Hospitals - Additional Investment approved by CMS

APG base rates updated February 15, 2013

The Centers for Medicare and Medicaid Services has approved the additional $92M annual investment in APGs beginning effective December 1, 2009. In addition, the revised base rates have been approved by the Division of the Budget and transmitted to eMedNY for payment. The rates were activated on February 15, 2013 and retroactive rate processing automatically occurred in cycle #1853 with a check date of February 25, 2013 and a check release date of March 13, 2013. In addition, in cycle 1854 and 1855, a correction to the retro processing was implemented.
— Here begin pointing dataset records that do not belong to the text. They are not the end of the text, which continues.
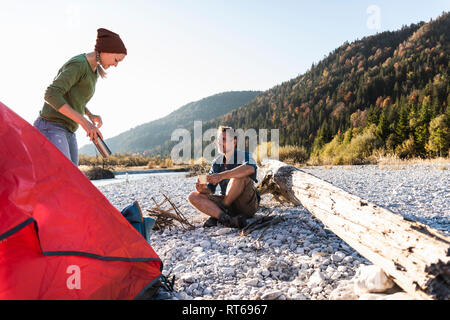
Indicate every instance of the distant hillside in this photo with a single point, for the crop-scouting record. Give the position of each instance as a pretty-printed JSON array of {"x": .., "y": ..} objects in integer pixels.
[
  {"x": 150, "y": 136},
  {"x": 394, "y": 83}
]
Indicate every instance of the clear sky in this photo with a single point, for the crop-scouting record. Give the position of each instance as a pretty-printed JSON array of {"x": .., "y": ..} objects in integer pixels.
[{"x": 181, "y": 51}]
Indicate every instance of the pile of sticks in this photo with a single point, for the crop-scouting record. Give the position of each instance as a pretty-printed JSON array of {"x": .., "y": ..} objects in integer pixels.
[{"x": 164, "y": 218}]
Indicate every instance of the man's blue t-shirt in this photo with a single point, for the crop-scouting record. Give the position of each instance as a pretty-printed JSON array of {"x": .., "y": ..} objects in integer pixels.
[{"x": 218, "y": 165}]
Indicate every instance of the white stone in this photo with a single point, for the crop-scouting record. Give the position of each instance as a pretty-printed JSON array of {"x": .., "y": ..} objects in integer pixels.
[
  {"x": 179, "y": 268},
  {"x": 252, "y": 282},
  {"x": 188, "y": 278},
  {"x": 397, "y": 296},
  {"x": 342, "y": 268},
  {"x": 371, "y": 296},
  {"x": 271, "y": 295},
  {"x": 344, "y": 291},
  {"x": 298, "y": 296},
  {"x": 292, "y": 291},
  {"x": 205, "y": 244},
  {"x": 316, "y": 279},
  {"x": 265, "y": 272},
  {"x": 371, "y": 279},
  {"x": 316, "y": 290},
  {"x": 337, "y": 256},
  {"x": 197, "y": 249},
  {"x": 228, "y": 271}
]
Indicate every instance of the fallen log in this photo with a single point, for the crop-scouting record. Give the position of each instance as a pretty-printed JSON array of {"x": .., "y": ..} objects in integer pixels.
[{"x": 414, "y": 255}]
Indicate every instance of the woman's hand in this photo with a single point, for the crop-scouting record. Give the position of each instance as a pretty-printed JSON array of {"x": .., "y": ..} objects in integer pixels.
[
  {"x": 202, "y": 188},
  {"x": 91, "y": 130},
  {"x": 96, "y": 120}
]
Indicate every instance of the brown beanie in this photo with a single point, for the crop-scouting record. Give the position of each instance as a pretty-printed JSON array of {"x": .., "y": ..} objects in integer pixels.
[{"x": 108, "y": 41}]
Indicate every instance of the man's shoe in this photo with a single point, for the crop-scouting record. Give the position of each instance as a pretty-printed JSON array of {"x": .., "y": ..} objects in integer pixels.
[{"x": 211, "y": 222}]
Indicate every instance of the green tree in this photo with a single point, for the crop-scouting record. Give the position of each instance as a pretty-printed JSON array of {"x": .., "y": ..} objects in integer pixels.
[
  {"x": 383, "y": 126},
  {"x": 439, "y": 140}
]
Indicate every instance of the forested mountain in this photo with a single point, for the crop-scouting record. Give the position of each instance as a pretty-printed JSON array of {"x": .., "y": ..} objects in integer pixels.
[
  {"x": 150, "y": 136},
  {"x": 391, "y": 88},
  {"x": 385, "y": 93}
]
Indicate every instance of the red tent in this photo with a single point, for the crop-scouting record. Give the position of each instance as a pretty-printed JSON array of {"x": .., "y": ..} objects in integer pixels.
[{"x": 60, "y": 238}]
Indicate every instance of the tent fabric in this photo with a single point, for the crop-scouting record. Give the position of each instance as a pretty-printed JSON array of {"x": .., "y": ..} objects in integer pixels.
[{"x": 53, "y": 218}]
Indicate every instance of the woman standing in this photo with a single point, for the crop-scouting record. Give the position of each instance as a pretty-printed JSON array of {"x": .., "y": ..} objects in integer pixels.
[{"x": 66, "y": 98}]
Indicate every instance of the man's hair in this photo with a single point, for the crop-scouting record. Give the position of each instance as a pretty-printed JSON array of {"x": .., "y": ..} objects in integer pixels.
[{"x": 225, "y": 129}]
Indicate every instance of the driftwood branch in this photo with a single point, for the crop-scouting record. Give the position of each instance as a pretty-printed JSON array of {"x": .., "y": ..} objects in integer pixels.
[
  {"x": 165, "y": 217},
  {"x": 414, "y": 255}
]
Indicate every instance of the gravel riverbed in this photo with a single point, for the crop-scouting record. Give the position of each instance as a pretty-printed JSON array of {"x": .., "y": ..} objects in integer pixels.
[{"x": 295, "y": 259}]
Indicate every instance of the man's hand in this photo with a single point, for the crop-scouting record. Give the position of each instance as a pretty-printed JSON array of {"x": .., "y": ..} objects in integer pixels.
[
  {"x": 202, "y": 188},
  {"x": 215, "y": 178}
]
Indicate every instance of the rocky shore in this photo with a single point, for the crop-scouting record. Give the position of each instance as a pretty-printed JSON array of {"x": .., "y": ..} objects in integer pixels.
[{"x": 295, "y": 259}]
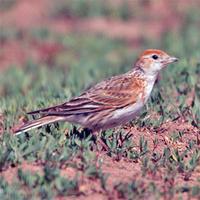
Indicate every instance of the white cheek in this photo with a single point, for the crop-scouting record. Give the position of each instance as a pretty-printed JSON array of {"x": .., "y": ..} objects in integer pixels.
[{"x": 156, "y": 67}]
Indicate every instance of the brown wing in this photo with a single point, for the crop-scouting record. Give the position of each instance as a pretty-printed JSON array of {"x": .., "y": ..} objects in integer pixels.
[{"x": 116, "y": 92}]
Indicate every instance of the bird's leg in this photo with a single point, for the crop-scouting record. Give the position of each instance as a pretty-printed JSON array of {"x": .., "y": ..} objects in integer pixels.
[{"x": 99, "y": 140}]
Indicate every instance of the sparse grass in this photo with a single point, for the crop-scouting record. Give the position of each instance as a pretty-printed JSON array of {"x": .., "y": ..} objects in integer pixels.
[{"x": 164, "y": 160}]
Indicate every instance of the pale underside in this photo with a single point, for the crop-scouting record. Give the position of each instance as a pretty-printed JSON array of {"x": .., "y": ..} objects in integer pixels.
[{"x": 106, "y": 105}]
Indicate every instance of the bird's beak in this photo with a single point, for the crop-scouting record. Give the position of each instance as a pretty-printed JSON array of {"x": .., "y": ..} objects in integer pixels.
[
  {"x": 169, "y": 60},
  {"x": 172, "y": 59}
]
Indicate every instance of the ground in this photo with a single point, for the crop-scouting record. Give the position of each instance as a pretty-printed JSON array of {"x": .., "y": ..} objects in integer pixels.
[{"x": 44, "y": 48}]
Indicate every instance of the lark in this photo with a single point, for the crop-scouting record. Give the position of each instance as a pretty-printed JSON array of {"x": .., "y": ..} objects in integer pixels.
[{"x": 110, "y": 103}]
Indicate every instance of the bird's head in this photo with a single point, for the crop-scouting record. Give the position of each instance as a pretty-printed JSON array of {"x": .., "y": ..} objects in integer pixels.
[{"x": 152, "y": 61}]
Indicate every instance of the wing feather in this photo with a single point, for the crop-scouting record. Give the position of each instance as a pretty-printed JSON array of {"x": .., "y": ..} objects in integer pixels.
[{"x": 114, "y": 93}]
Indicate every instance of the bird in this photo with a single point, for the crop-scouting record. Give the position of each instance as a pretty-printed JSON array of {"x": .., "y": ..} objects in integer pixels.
[{"x": 110, "y": 103}]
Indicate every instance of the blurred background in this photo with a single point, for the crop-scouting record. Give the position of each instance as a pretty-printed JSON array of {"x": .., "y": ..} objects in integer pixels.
[{"x": 51, "y": 50}]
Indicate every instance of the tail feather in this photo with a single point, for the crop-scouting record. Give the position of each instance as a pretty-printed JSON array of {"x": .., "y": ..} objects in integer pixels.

In addition to the additional $92M investment, the base rates activated retroactively on February 15, 2013 were revised to incorporate the following adjustments:

  • Removal of $5M from clinic rates for OT/PT/Speech carve in to APGs from ordered ambulatory as of October 1, 2010.
  • Removal of $2M from clinic rates for Community Support Program as of October 1, 2010.
  • Removal of $22M from clinic rates and $8M from ED rates for physician's payment carve out of APGs effective April 1, 2011.
  • Reweighting effective July 1, 2011 (affects Clinic, ED and AMB rates)
  • Removal of $25M from all hospital clinic outpatient services effective May 1, 2012 based on the 2012/2013 state budget (Phase II MRT 5912).

The historical rate changes by effective date beginning 12/1/2009 are due to the following:

12/1/09:

Rate change was due to the blend payment changing from 25/75 to 50/50. Additional investment was included beginning as of this date.

1/1/10:

Rate change was due to a reweighting and rebasing. Retro payments for 2009 were added to the 2010 rates ($11M for OPD, $7M for AMB) in addition to the AMB and ED ongoing investments each being decreased by $3M with the $6M being added to the ongoing OPD investment. As a result of the reweighting, the OPD case mix increased which would normally cause a decrease in the base rates. However, the effect of the retro payment and the investment transfers to OPD was a net increase in the OPD base rates. The effect of the reweighting on AMB and ED was a large decrease in the case mix and a large increase in the base rates. These rates were loaded to the eMedNY payment system during 2010 and are not part of the February 15, 2013 rate update.

7/1/10:

Rate change was due to a reweighting.
Case mix decreased causing the OPD rate to increase to stay budget neutral.

10/1/10:

Removal of $5M and $2M as stated above.

1/1/11:

Rate change was due to the blend payment changing from 50/50 to 75/25.

4/1/11:

Rate change was due to the removal of physicians costs as stated above.

7/1/11:

Rate change was due to a reweighting.
Case mix decreased causing the rate to increase to stay budget neutral.

1/1/12:

The rate decreased due to the blend payment changing from 75/25 to 0/100.

5/1/12:

Rate change was due a $25M reduction in the investment as stated above.

At this time, the APG capital rates have not been revised to update to the 2 year base capital as required in regulations (Part 86-8.4(b)), however, these calculations are in process and will be forthcoming at a later date.

Many providers have questioned their base rate payments received. As providers should have received an overall payment for the APG base rate increase, the payment for 2011 and 2012 would be less than the full investment. This is due to the method of implementing the investment in the APG rates.

When the investment was implemented in the 2010 rates, the blend % for APG and Existing rate were 50/50. For 2011 this blend was 75% APG, 25% Existing and 2012, 100% APG. Due to the % allocation for APGs being 50% in 2010, in order to pay out the full $178M that was originally approved by CMS, the $178M was divided by 50% to determine the investment. $356M was included as the investment in the base rates so that when the 50% was applied to the APG base rate, $178M would be paid. In 2011 and 2012, the investment added should have been reduced to reflect the percentage change to 75% and 100%, respectively. Since the latest rates being paid to providers was the July 1, 2010 rate, providers were being overpaid for the original $178M investment and, in essence, have already received a portion of the $92M additional investment. In 2012, there was actually an overpayment paid to providers since the investment paid was over the $270M investment level.